Having children is as much about them helping you grow, as the other way around. Each child has taught me valuable life lessons that I would not have learned otherwise. What I have learned from Niku has been: “Just do it, now!” While still in the womb, she inspired me to try learning pottery. When she was five she moved me to sign up for graduate school and become a teacher, something I had dreamed of all my life but never could see myself doing it. We had just arrived in Texas. It was spring and the wildflowers were everywhere. There were still large open patches of land around our home where an incredible variety of wildflowers grew. One day, at noon, she asked me to take her to pick some flowers. It was already hot and I did not feel like walking the few blocks with her and the baby in a stroller. I tried to convince her to wait until later that afternoon and we could stop on our way to pick up her older sister.
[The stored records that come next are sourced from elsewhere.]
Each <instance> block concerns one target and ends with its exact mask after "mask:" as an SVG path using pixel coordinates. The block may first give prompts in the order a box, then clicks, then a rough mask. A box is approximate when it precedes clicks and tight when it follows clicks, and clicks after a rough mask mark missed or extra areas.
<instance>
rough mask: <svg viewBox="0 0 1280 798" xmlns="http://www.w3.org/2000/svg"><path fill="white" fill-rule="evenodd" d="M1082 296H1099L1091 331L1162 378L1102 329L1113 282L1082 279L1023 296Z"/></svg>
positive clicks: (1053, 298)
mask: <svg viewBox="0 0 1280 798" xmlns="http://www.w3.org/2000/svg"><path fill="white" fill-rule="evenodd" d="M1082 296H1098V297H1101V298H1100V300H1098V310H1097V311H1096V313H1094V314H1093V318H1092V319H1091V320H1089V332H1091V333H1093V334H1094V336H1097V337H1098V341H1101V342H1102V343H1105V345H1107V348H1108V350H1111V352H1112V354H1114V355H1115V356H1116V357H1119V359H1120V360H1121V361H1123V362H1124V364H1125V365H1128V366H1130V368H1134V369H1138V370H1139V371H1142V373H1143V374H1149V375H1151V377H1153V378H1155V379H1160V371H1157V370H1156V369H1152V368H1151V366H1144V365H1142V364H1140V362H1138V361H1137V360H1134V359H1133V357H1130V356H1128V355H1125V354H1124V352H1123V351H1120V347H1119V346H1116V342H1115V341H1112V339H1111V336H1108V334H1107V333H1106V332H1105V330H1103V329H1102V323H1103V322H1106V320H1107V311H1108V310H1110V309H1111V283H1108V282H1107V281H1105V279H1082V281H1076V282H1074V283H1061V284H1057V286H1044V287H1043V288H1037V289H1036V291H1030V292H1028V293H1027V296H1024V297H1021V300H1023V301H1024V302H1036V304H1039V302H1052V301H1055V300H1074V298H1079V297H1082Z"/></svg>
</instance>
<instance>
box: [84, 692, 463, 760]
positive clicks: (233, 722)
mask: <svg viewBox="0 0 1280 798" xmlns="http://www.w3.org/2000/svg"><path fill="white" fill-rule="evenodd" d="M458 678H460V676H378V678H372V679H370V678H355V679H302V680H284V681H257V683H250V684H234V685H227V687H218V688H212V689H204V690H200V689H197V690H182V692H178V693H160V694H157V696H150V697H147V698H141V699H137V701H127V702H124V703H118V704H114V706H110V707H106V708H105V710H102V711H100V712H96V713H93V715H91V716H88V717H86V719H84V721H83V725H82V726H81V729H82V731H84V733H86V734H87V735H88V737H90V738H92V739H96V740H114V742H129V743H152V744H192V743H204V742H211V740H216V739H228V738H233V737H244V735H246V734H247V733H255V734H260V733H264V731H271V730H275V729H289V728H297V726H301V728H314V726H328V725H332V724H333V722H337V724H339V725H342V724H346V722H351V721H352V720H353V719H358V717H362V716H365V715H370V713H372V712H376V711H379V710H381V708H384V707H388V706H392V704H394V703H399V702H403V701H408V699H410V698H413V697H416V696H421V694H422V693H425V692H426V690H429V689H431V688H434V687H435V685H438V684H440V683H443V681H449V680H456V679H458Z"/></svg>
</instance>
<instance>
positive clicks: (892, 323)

But Niku was never good with taking no for an answer. So she insisted, I gave in and we walked to corner where we spent some time being amazed at what we never see when we drive by patches of wildflowers. We found some new species of plants, picked a few indian paintbrushes and brown-eyed susan’s and came home. Later that afternoon as we passed the same area on our way to pick up Miranda from middle school, I saw city workers mowing everything down to provide more visibility for cars that would try to turn at that corner. If I had not heeded her call to “just do it, now!” we would not have had that unique experience that day. But to me the incident was a sign that I should act on the flyer that had arrived with the weekly newspaper advertising a master’s program in education, only minutes from my home and in the evenings.
She just turned sixteen. She has a driver’s permit. She traveled to the East Coast by herself this summer. She spends a lot of time on her nails and her brown hair is now down to her waist. I don’t think she has ever had a banana split but she asks for green tea tempura ice cream for her birthday.